In vitro validation of CRISPR-Cas9 mediated targeting of transgene integration sites to excise HIV-1 sequences from HIV-1 Tg rat

Persistent expression of HIV-1 proteins in the absence of active viral replication in HIV-1 Tg rat model resembles pathologies observed in ART-controlled HIV-1 positive patients. HIV-1 transgene expression in different tissues leads to progressive HIV-1 proteinotoxicity, resulting in metabolic and behavioral malfunctions, which can be further intensified by the use of addictive substances. Recently whole genome sequence analysis was performed leading to identification of the sites of HIV-1 transgene integration in the HIV-1 Tg rat genome. Using this information, we developed a PCR based genotyping and qPCR techniques to accurately identify and quantify transgene positive cells/tissues.

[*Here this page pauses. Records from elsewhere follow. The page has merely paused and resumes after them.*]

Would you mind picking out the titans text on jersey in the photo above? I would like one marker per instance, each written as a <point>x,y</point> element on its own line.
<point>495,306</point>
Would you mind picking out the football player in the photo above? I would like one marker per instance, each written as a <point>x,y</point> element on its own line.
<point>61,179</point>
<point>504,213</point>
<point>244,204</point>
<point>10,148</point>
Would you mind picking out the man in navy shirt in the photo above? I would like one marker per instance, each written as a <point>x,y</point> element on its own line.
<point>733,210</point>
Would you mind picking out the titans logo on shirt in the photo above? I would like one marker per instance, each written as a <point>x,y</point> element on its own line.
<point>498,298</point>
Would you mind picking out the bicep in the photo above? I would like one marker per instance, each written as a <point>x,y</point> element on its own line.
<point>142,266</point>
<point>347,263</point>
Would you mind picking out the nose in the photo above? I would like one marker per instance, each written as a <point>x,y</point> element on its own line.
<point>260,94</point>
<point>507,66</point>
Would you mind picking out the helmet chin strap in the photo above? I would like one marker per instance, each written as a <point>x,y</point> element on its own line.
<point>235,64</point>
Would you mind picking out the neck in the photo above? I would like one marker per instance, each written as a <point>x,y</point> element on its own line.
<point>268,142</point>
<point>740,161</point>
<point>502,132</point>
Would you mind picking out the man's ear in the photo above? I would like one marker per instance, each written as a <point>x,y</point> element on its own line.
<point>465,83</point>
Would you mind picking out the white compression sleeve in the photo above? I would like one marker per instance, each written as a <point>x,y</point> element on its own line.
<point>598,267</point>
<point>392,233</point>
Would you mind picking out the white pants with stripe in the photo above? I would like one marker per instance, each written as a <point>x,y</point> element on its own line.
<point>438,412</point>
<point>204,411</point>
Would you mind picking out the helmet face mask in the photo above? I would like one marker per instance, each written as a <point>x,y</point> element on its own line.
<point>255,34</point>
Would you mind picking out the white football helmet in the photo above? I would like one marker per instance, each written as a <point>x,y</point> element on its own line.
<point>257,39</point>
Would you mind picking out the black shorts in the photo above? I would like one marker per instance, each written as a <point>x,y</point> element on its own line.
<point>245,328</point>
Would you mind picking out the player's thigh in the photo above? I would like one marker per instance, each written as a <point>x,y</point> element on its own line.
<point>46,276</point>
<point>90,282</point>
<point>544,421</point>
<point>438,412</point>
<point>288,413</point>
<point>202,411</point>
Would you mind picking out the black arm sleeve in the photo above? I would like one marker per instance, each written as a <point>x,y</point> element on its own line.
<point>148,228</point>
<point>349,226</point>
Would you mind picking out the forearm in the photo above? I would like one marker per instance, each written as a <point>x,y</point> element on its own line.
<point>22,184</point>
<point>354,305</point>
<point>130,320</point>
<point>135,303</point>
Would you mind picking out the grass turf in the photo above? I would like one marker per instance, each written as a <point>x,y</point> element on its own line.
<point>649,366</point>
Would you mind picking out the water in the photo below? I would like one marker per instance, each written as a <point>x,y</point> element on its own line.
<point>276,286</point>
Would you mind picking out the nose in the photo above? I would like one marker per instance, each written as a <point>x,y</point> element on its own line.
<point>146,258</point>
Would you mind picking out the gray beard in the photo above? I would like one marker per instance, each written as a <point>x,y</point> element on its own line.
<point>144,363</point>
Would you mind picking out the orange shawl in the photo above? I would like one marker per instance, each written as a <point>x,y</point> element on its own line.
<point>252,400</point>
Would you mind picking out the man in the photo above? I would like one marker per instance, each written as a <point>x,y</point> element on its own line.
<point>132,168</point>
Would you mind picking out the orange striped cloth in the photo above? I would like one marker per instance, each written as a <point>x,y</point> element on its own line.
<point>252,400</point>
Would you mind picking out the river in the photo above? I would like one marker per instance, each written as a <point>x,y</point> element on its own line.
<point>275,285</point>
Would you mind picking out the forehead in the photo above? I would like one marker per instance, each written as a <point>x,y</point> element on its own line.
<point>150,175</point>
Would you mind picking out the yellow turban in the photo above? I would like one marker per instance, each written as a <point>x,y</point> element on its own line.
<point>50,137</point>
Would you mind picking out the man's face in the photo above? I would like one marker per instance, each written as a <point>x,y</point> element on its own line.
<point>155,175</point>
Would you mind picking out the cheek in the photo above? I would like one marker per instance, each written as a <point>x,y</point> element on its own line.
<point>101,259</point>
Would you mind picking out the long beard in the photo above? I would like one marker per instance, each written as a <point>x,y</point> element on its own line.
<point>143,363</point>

The two HIV-1 transgene integration sites in chromosome 10 and 13 were confirmed by Sanger sequencing of PCR amplicons spanning rat and HIV-1 sequences. Based on these data we were able to develop a new, simplified CRISPR-Cas9 mediated transgene excision strategy. Two pairs of gRNAs each targeting 5’ and 3’ flanking regions of integration sites in chromosome 10 and 13 were designed and cloned into AAV and lentiviral delivery vectors. Next, the constructs were tested in vitro using primary rat embryo fibroblasts derived from the single litter of HIV-1 Tg rats and rat neuronal cell line. CRISPR-Cas9 mediated excision of transgene sequences resulted in inhibition of HIV-1 expression in treated cells. Successful removal of transgene sequences from different tissues and organs of transgenic animals should limit and/or reverse HIV-1 protein expression mediated pathologies.